Trump’s former top National Security Council aide for Russia, Fiona Hill, had already left the White House months before she publicly testified about “fictions” involving Ukraine promoted by Trump and his allies. This past week, as the Senate impeachment trial was opening, she returned as a senior fellow to her previous employer of many years, the Brookings Institution, a nonpartisan Washington think tank.

Hill has told friends she is declining speaking engagements, plowing through unopened mail and contemplating writing a book drawn from her past research on Russia.

Kurt D. Volker, the former U.S. special envoy to Ukraine, who worked with Sondland and Giuliani, in what Taylor described as a “highly irregular channel” of diplomacy to Kyiv, resigned on Sept. 27.

Volker also left the job he retained as executive director of the McCain Institute, but is again an adviser with the Washington lobbying firm GBR Group. He has also returned to the foreign policy circuit, appearing at conferences where he has been a regular over the years.
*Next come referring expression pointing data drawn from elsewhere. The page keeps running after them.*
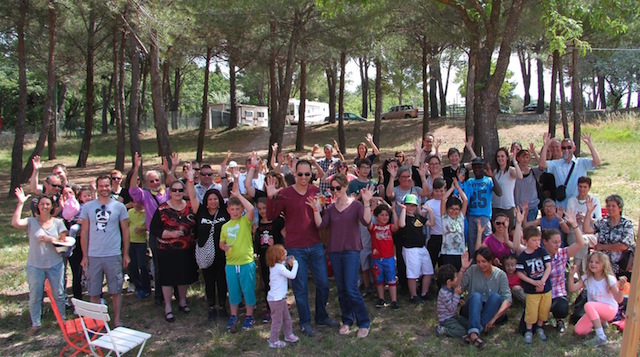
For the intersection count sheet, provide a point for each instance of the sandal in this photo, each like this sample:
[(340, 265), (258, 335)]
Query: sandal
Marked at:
[(478, 343)]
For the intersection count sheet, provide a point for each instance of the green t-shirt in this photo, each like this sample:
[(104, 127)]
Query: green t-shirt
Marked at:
[(137, 219), (237, 233)]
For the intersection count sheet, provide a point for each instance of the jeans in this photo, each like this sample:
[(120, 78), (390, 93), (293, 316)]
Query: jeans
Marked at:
[(35, 279), (481, 313), (346, 265), (313, 258), (138, 269)]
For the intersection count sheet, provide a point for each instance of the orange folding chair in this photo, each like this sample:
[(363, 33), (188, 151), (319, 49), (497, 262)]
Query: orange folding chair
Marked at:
[(72, 329)]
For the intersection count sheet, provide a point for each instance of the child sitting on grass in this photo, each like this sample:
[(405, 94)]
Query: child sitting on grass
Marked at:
[(383, 265), (277, 296), (449, 322)]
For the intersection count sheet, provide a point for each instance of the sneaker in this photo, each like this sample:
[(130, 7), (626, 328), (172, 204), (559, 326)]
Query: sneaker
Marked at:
[(248, 323), (328, 322), (540, 333), (416, 300), (440, 331), (232, 321), (528, 337), (363, 332), (307, 330), (277, 344), (344, 329), (595, 342)]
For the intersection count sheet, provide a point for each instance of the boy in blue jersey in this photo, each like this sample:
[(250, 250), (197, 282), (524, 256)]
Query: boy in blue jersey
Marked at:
[(479, 190)]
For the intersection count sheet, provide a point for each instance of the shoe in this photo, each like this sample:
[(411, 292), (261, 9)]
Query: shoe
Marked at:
[(416, 300), (528, 337), (213, 314), (595, 342), (277, 344), (248, 323), (328, 322), (540, 333), (232, 321), (344, 329), (381, 303), (292, 338), (363, 332), (307, 330)]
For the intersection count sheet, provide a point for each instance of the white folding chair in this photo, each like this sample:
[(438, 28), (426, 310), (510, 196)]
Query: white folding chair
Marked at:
[(119, 340)]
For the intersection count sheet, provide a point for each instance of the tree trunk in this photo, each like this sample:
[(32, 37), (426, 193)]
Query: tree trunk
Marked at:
[(342, 141), (18, 140), (134, 99), (159, 114), (554, 89), (303, 106), (49, 108), (576, 100), (90, 91), (205, 106)]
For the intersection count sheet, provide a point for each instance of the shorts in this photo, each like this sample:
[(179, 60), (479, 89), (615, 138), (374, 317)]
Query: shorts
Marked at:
[(365, 259), (537, 307), (241, 280), (384, 271), (418, 262), (109, 267)]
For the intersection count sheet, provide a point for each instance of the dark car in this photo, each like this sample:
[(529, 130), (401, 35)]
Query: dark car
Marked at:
[(348, 116)]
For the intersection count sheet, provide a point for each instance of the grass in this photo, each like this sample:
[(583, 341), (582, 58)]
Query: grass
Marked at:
[(405, 332)]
Tim Morrison, who succeeded Hill as the National Security Council’s director for Russia affairs, left the White House a day before he testified behind closed doors to the House Intelligence Committee at the end of October.

Morrison has maintained a low profile since then, although on Jan. 15, he was a featured speaker at a dinner panel hosted by the George Washington School of Media and Public Affairs on the future of nuclear arms control. Maintaining his hard-edge position toward Russia, he derided it is as “a Mafia-run gas station with a lot of nuclear weapons.”

But Morrison avoided discussing National Security Council policymaking and rebuffed efforts to coax him into any conversation about impeachment. On Thursday, he became a nonresident fellow at the conservative Hudson Institute in Washington.